Although some investors can be “bearish,” the majority of investors are typically “bullish.” The stock market, as a whole, has tended to post positive returns over long time horizons. A bear market can be more dangerous to invest in, as many equities lose value and prices become volatile.

Is it good to trade in a bear market? ›

Bear markets can mean opportunities to buy quality stocks and other assets for lower amounts than you'd be able to otherwise.
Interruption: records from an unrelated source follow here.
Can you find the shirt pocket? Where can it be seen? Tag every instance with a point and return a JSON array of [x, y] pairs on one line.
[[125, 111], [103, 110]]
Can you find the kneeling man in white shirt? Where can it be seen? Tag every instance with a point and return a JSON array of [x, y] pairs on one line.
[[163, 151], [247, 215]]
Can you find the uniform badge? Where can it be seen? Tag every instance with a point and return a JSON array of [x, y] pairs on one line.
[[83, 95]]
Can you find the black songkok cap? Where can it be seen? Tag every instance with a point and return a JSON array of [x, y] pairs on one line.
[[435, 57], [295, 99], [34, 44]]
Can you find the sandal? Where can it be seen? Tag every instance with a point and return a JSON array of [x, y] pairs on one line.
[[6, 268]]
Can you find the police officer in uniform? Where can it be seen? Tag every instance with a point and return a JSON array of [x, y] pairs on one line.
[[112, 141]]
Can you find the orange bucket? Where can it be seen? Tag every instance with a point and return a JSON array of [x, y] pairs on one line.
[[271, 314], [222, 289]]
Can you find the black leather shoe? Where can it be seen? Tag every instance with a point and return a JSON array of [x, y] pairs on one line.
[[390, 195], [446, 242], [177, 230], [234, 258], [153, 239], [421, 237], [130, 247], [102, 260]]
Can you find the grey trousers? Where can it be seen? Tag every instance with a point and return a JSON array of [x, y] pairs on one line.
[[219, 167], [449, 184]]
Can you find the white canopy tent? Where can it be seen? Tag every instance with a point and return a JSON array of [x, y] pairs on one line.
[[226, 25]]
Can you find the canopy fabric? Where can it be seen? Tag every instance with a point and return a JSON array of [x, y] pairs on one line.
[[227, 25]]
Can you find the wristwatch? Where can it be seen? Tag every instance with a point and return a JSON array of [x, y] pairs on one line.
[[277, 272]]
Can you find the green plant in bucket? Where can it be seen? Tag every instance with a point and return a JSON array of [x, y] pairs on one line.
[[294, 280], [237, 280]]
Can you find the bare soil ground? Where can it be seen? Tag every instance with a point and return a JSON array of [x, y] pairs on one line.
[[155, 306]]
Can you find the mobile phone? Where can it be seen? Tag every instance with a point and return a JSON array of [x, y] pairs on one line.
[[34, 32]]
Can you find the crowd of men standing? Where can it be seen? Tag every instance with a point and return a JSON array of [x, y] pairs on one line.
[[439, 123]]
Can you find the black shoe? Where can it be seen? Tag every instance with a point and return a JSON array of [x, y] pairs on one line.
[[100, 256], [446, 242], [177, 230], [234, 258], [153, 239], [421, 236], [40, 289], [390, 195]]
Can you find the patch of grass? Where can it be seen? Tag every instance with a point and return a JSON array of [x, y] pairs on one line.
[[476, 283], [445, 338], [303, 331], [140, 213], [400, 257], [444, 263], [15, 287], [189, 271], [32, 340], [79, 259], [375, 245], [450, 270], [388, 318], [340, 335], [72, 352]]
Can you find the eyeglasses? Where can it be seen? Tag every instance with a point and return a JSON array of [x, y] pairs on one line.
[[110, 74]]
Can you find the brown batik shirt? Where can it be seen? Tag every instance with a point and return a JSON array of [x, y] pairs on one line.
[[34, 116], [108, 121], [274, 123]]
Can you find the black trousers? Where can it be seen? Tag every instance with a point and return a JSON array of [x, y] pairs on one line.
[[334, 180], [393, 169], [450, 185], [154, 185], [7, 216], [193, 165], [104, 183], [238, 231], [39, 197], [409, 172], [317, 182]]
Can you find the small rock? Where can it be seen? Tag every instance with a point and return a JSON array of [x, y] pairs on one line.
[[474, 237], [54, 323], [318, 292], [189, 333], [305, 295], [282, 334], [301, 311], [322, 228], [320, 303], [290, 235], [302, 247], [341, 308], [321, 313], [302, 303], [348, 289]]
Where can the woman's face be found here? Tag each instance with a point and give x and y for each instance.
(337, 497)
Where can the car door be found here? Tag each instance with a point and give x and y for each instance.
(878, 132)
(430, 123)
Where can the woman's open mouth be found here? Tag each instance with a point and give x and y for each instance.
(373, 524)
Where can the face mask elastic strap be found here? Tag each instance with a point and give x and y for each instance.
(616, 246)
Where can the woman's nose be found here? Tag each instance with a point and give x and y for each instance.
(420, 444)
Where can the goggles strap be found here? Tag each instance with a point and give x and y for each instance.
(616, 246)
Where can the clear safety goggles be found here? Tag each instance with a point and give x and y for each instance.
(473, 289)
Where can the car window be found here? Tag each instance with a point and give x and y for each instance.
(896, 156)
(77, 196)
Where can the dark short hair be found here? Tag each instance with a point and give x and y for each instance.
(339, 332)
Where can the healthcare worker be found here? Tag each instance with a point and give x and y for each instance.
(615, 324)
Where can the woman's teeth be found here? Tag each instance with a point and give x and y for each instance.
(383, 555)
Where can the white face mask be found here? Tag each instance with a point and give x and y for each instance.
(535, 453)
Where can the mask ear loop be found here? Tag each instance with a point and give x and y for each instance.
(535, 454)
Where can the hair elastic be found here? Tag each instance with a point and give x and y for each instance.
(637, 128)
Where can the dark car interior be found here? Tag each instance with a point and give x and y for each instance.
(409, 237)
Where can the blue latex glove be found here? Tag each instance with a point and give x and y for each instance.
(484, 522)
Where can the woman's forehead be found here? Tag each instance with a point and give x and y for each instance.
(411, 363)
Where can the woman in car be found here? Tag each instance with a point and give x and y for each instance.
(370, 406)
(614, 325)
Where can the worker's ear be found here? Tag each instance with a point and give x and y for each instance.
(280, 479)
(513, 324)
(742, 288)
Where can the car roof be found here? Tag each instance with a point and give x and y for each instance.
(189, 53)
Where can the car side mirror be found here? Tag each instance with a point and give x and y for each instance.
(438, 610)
Some markets, such as bonds, defensive stocks and certain commodities like gold often perform well in bearish downturns.

Top Articles
Stellar Price Prediction - 2023, 2024, 2025, 2026 - 2030
Guest Post by OvenAdd.com: Stellar (XLM) Price Prediction 2024, 2025, 2030, 2040, and 2050 | CoinMarketCap
Maxtrack Live
7 C's of Communication | The Effective Communication Checklist
4-Hour Private ATV Riding Experience in Adirondacks 2024 on Cool Destinations
Kraziithegreat
Chase Bank Operating Hours
Chris wragge hi-res stock photography and images - Alamy
Martha's Vineyard Ferry Schedules 2024
Poe Pohx Profile
South Carolina defeats Caitlin Clark and Iowa to win national championship and complete perfect season
Mylaheychart Login
Bluegabe Girlfriend
Inside California's brutal underground market for puppies: Neglected dogs, deceived owners, big profits
Jack Daniels Pop Tarts
Hair Love Salon Bradley Beach
Craigslist Farm And Garden Cincinnati Ohio
boohoo group plc Stock (BOO) - Quote London S.E.- MarketScreener
Carolina Aguilar Facebook
50 Shades Of Grey Movie 123Movies
Huntersville Town Billboards
Curver wasmanden kopen? | Lage prijs
MLB power rankings: Red-hot Chicago Cubs power into September, NL wild-card race
Epguides Strange New Worlds
Wiseloan Login
Violent Night Showtimes Near Amc Dine-In Menlo Park 12
Bolly2Tolly Maari 2
Cylinder Head Bolt Torque Values
Play It Again Sports Forsyth Photos
10 Best Quotes From Venom (2018)
Vlacs Maestro Login
Deepwoken: Best Attunement Tier List - Item Level Gaming
35 Boba Tea & Rolled Ice Cream Of Wesley Chapel
Scioto Post News
Panchitos Harlingen Tx
What Time Is First Light Tomorrow Morning
Eleceed Mangaowl
Mta Bus Forums
Anya Banerjee Feet
Oxford House Peoria Il
Sam's Club Gas Prices Florence Sc
2007 Peterbilt 387 Fuse Box Diagram
Craigslist Freeport Illinois
Umiami Sorority Rankings
Doe Infohub
Rush Copley Swim Lessons
Sallisaw Bin Store
White County
VerTRIO Comfort MHR 1800 - 3 Standen Elektrische Kachel - Hoog Capaciteit Carbon... | bol
Kaamel Hasaun Wikipedia
Euro area international trade in goods surplus €21.2 bn
Upcoming Live Online Auctions - Online Hunting Auctions
Latest Posts
Article information

Author: Barbera Armstrong

Last Updated:

Views: 6601

Rating: 4.9 / 5 (79 voted)

Reviews: 86% of readers found this page helpful

Author information

Name: Barbera Armstrong

Birthday: 1992-09-12

Address: Suite 993 99852 Daugherty Causeway, Ritchiehaven, VT 49630

Phone: +5026838435397

Job: National Engineer

Hobby: Listening to music, Board games, Photography, Ice skating, LARPing, Kite flying, Rugby

Introduction: My name is Barbera Armstrong, I am a lovely, delightful, cooperative, funny, enchanting, vivacious, tender person who loves writing and wants to share my knowledge and understanding with you.